How to Shop for a HELOC
When you shop for a loan, in addition to the loan setup charges and interest rate, compare annual percentage rates, or APRs. The APR is mandated by the federal government and makes it easier to compare loans with different fees and interest rates. APR calculations include what you pay in interest over the loan’s life in addition to the upfront charges. Just make sure you compare loans with the same term – 15-year to 15-year, 30-year to 30-year, etc.
HELOCs work best when you need to borrow over an extended period, when you don’t know how much you’ll need, or when you just want the ability to borrow in an emergency.
Here are examples of good uses for a HELOC:
College tuition that you pay over several years
Ongoing home renovations taking place in stages
Emergency cash for your small business
Medical costs for a long-term illness
On the other hand, if you’re borrowing to buy a vacation home, consolidate high-interest debt, or pay for an expensive medical procedure, a fixed-rate home equity loan or fixed-rate HELOC might be better choices.
When comparing HELOC offers from lenders, check the fine print. Here are some fees that you don’t see with traditional mortgages, but you may with a HELOC:
Annual membership/account maintenance fees
Transaction fees for withdrawals from your HELOC
Early payoff or early termination fees may apply if you close the account before a specified date.
Nonuse, inactivity, or minimum balance fees may apply if you don’t use the HELOC or don’t use it enough.
Your loan is more likely to come with such fees if it has low or no closing costs. The lender is absorbing your costs upfront and won’t make them back if you don’t use the credit line.

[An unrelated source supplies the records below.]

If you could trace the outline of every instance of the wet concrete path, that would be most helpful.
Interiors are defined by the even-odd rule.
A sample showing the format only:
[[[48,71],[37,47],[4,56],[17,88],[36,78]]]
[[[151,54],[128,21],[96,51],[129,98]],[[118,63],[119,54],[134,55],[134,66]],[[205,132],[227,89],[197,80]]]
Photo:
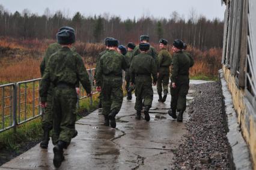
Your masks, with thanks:
[[[193,81],[192,83],[204,83]],[[76,122],[78,135],[64,151],[65,160],[59,169],[169,169],[173,153],[186,134],[183,123],[167,114],[169,93],[166,102],[157,101],[156,87],[150,109],[150,122],[135,119],[135,98],[124,98],[117,115],[117,129],[103,126],[103,116],[96,110]],[[192,90],[187,104],[193,99]],[[188,108],[187,108],[187,111]],[[144,117],[143,113],[142,114]],[[186,113],[184,121],[188,120]],[[39,144],[2,165],[0,169],[54,169],[53,145],[41,149]]]

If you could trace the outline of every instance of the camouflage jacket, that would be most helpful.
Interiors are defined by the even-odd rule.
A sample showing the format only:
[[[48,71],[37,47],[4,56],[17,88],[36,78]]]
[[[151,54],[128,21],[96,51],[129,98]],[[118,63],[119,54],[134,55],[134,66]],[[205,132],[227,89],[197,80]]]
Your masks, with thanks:
[[[157,78],[156,65],[153,57],[145,53],[141,53],[134,57],[130,66],[130,76],[131,82],[135,82],[135,78],[138,81],[156,82]]]
[[[129,68],[130,68],[130,63],[132,62],[132,51],[128,51],[126,54],[124,55],[124,59],[126,59],[126,64],[128,67],[128,71]],[[126,70],[127,71],[127,70]]]
[[[100,59],[96,72],[96,86],[100,81],[122,81],[123,71],[127,68],[124,56],[114,50],[109,50]]]
[[[97,58],[96,58],[96,67],[95,68],[95,72],[94,72],[94,79],[96,79],[96,73],[97,73],[97,70],[98,69],[97,68],[99,67],[99,63],[100,63],[100,57],[103,55],[106,54],[106,53],[108,52],[108,51],[109,51],[108,49],[106,49],[105,50],[103,51],[102,52],[100,52],[99,54],[99,55],[97,56]]]
[[[163,48],[160,51],[158,54],[158,60],[159,72],[168,72],[169,74],[169,67],[171,64],[171,56],[166,48]]]
[[[133,57],[141,53],[141,50],[139,50],[139,46],[137,45],[135,47],[135,48],[133,50],[133,57],[132,58],[132,60],[133,59]],[[154,59],[154,60],[156,63],[156,66],[157,66],[157,71],[158,72],[158,58],[157,58],[157,52],[156,51],[156,49],[150,45],[150,49],[148,51],[147,51],[147,53],[151,56],[153,57]]]
[[[46,51],[44,54],[44,56],[40,64],[41,77],[43,77],[44,71],[45,69],[46,68],[47,64],[50,56],[54,53],[56,53],[58,50],[59,50],[61,48],[61,45],[57,42],[52,43],[49,45],[48,48],[47,48]]]
[[[191,65],[190,58],[182,51],[174,53],[172,57],[171,80],[177,83],[180,77],[189,75],[189,67]]]
[[[89,76],[82,57],[69,47],[64,47],[49,59],[40,82],[39,92],[41,101],[46,101],[50,84],[56,86],[58,83],[65,83],[75,87],[79,81],[87,93],[91,93]]]
[[[194,60],[193,59],[193,57],[191,55],[191,54],[189,53],[187,53],[186,51],[183,51],[183,53],[185,53],[185,54],[186,54],[189,57],[189,59],[190,59],[190,67],[193,66],[194,64],[195,63],[195,61],[194,61]]]

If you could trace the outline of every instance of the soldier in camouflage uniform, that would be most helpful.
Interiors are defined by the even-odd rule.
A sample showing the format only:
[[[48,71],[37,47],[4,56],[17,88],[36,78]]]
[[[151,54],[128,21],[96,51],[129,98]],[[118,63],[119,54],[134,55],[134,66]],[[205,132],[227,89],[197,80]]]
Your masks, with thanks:
[[[135,44],[134,44],[132,42],[129,42],[127,44],[127,53],[126,53],[125,56],[126,63],[127,63],[128,68],[126,70],[126,90],[127,93],[127,100],[132,100],[132,92],[134,86],[131,86],[130,83],[130,72],[129,72],[129,68],[130,63],[132,63],[132,58],[133,52],[133,49],[135,48]]]
[[[62,48],[49,59],[40,83],[40,105],[46,105],[47,92],[52,88],[53,127],[52,142],[53,164],[56,168],[64,160],[63,148],[67,148],[75,133],[76,104],[78,96],[75,90],[77,82],[81,82],[88,96],[91,95],[89,76],[79,54],[70,50],[75,41],[75,30],[66,27],[57,33],[58,42]]]
[[[157,93],[159,96],[159,102],[165,102],[168,93],[168,84],[169,77],[169,66],[171,64],[171,56],[166,50],[168,41],[161,39],[159,41],[160,51],[158,54],[159,75],[157,77]],[[163,88],[162,87],[162,86]],[[162,92],[163,89],[163,97],[162,98]]]
[[[189,68],[191,60],[183,51],[183,42],[180,40],[175,40],[173,42],[174,55],[172,62],[171,86],[171,110],[168,114],[178,122],[183,121],[183,115],[186,107],[186,96],[189,88]],[[176,110],[179,112],[178,117]]]
[[[132,99],[132,92],[129,90],[129,86],[129,86],[129,84],[130,84],[129,68],[130,68],[130,60],[131,60],[131,59],[132,59],[132,56],[129,54],[126,47],[124,47],[123,45],[120,45],[118,46],[118,47],[117,48],[117,51],[119,53],[121,53],[123,55],[124,55],[124,59],[125,59],[126,62],[126,65],[127,65],[127,68],[125,70],[125,72],[126,72],[125,78],[126,78],[126,92],[127,92],[127,100],[131,100]]]
[[[59,31],[61,31],[63,28],[59,29]],[[44,57],[43,59],[42,62],[40,64],[40,72],[41,77],[43,77],[44,71],[46,68],[50,56],[56,52],[58,50],[61,48],[61,45],[57,43],[50,44],[44,54]],[[72,48],[72,51],[75,51],[75,48]],[[47,105],[44,108],[44,113],[43,115],[43,121],[42,121],[42,129],[43,130],[43,140],[40,142],[40,147],[42,148],[47,148],[48,147],[49,141],[50,139],[50,130],[52,129],[53,125],[53,118],[52,118],[52,89],[53,85],[50,84],[50,87],[48,90],[47,96]],[[76,90],[78,95],[79,93],[79,84],[77,83],[76,85]],[[78,132],[76,130],[76,133],[74,135],[75,137],[78,135]]]
[[[110,120],[111,127],[115,128],[115,116],[121,109],[123,98],[122,70],[125,70],[127,65],[124,56],[117,51],[118,41],[111,38],[107,40],[107,44],[109,51],[100,57],[96,86],[97,89],[101,89],[104,125],[109,126]]]
[[[94,72],[94,80],[96,79],[96,73],[97,73],[97,67],[99,66],[99,63],[100,62],[100,57],[104,55],[108,51],[108,47],[107,45],[107,40],[109,38],[112,38],[111,37],[107,37],[105,39],[104,39],[103,42],[104,44],[106,46],[106,50],[105,50],[104,51],[100,52],[99,55],[97,56],[96,58],[96,68],[95,69],[95,72]],[[99,108],[102,108],[102,95],[101,95],[101,93],[100,92],[99,92],[100,93],[99,96]]]
[[[182,49],[182,51],[183,51],[184,53],[185,53],[190,58],[190,62],[191,62],[190,67],[192,67],[194,66],[194,63],[195,62],[194,60],[193,57],[191,55],[191,54],[188,53],[186,51],[186,50],[187,50],[187,44],[184,43],[184,47],[183,47],[183,49]]]
[[[141,119],[144,99],[145,120],[150,121],[148,111],[152,105],[153,96],[152,77],[153,85],[155,86],[157,81],[157,69],[153,58],[147,54],[150,44],[141,43],[139,47],[141,53],[134,57],[130,66],[131,84],[136,83],[135,118],[137,120]]]
[[[141,43],[149,43],[149,36],[148,35],[141,35],[140,37]],[[139,54],[141,53],[139,46],[136,46],[133,50],[133,60],[134,56]],[[157,66],[157,71],[158,72],[158,58],[157,53],[154,47],[150,45],[149,50],[147,51],[147,53],[150,55],[153,59]]]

A HELOC freeze occurs when a lender cancels, limits, or suspends the borrower’s access to the credit line. If your HELOC is frozen, you won’t be able to access your credit, or your credit line may be reduced. Your lender might freeze your HELOC for one of these reasons:
Your home value has fallen (this happened to many homeowners during the Great Recession when property values plummeted throughout the country).
The lender has reason to believe that you won’t be able to make your payments, perhaps because you are behind or because of a job loss.
Your credit rating has dropped significantly.
In addition, if the lender finds that you were not truthful on your HELOC application, your account might be frozen. You may be able to contest a HELOC freeze for any reason if the lender’s concerns are not justified.